Secretary of State Antony Blinken on Friday announced visa restrictions on dozens of individuals from Saudi Arabia involved in the killing of U.S.-based Saudi journalist Jamal Khashoggi and harassment of perceived political dissidents abroad.
The visa restrictions, called the “Khashoggi Ban,” were announced alongside the release of declassified intelligence that said Saudi Arabia’s Crown Prince Mohammed bin Salman approved Khashoggi’s grisly killing in October 2018 at the Saudi Consulate in Istanbul.
“The murder of journalist and U.S. lawful permanent resident Jamal Khashoggi shocked the world. Starting today, we will have a new global policy bearing his name to impose visa restrictions on those who engage in extraterritorial attacks on journalists or activists,” Blinken said in a statement Friday.
The visa restrictions apply to 76 Saudi individuals “believed to have been engaged in threatening dissidents overseas, including but not limited to the Khashoggi killing” and at the direction of the Saudi government, the secretary’s statement read.
Families of blacklisted individuals may also be open to visa restrictions and be publicly identified, according to the statement.

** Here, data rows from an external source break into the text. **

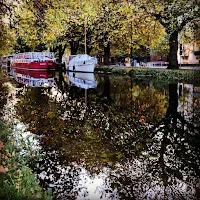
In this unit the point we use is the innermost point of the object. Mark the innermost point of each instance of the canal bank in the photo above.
(165, 75)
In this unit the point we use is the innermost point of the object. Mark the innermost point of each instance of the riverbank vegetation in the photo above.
(113, 28)
(163, 75)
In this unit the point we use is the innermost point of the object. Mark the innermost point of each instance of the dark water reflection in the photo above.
(118, 139)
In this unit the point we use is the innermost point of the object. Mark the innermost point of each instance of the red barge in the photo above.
(33, 61)
(39, 78)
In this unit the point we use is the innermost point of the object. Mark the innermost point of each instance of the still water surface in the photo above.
(111, 137)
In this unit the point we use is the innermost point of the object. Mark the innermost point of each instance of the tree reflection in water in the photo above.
(142, 145)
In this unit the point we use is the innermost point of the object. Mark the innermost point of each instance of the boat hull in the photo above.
(35, 65)
(82, 68)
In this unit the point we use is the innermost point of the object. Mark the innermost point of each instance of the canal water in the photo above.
(109, 137)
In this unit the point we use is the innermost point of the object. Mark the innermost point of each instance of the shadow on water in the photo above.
(122, 139)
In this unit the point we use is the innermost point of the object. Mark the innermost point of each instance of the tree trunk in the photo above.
(107, 54)
(173, 45)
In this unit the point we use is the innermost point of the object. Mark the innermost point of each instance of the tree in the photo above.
(173, 15)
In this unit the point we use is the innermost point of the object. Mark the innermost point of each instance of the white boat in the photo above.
(82, 80)
(82, 63)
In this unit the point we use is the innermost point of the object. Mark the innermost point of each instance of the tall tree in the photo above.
(173, 15)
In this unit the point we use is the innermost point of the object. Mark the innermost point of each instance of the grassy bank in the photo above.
(156, 74)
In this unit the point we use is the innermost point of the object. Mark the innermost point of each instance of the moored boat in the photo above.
(34, 61)
(82, 63)
(39, 78)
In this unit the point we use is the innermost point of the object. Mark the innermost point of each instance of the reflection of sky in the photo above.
(142, 183)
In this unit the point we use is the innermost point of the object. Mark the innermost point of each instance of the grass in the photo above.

Blinken further directed the State Department to report on “extraterritorial activities by any government in our annual Country Reports on Human Rights Practices.”
The secretary further directed the State Department to include in annual Country Reports on Human Rights any “extraterritorial activities by any government” of harassment, surveillance, threats or violence against journalists, activists or anyone perceived as a dissident because of their work.
“The United States will continue to shine a light on any government that targets individuals, either domestically or extraterritorially, merely for exercising their human rights and fundamental freedoms,” the statement reads.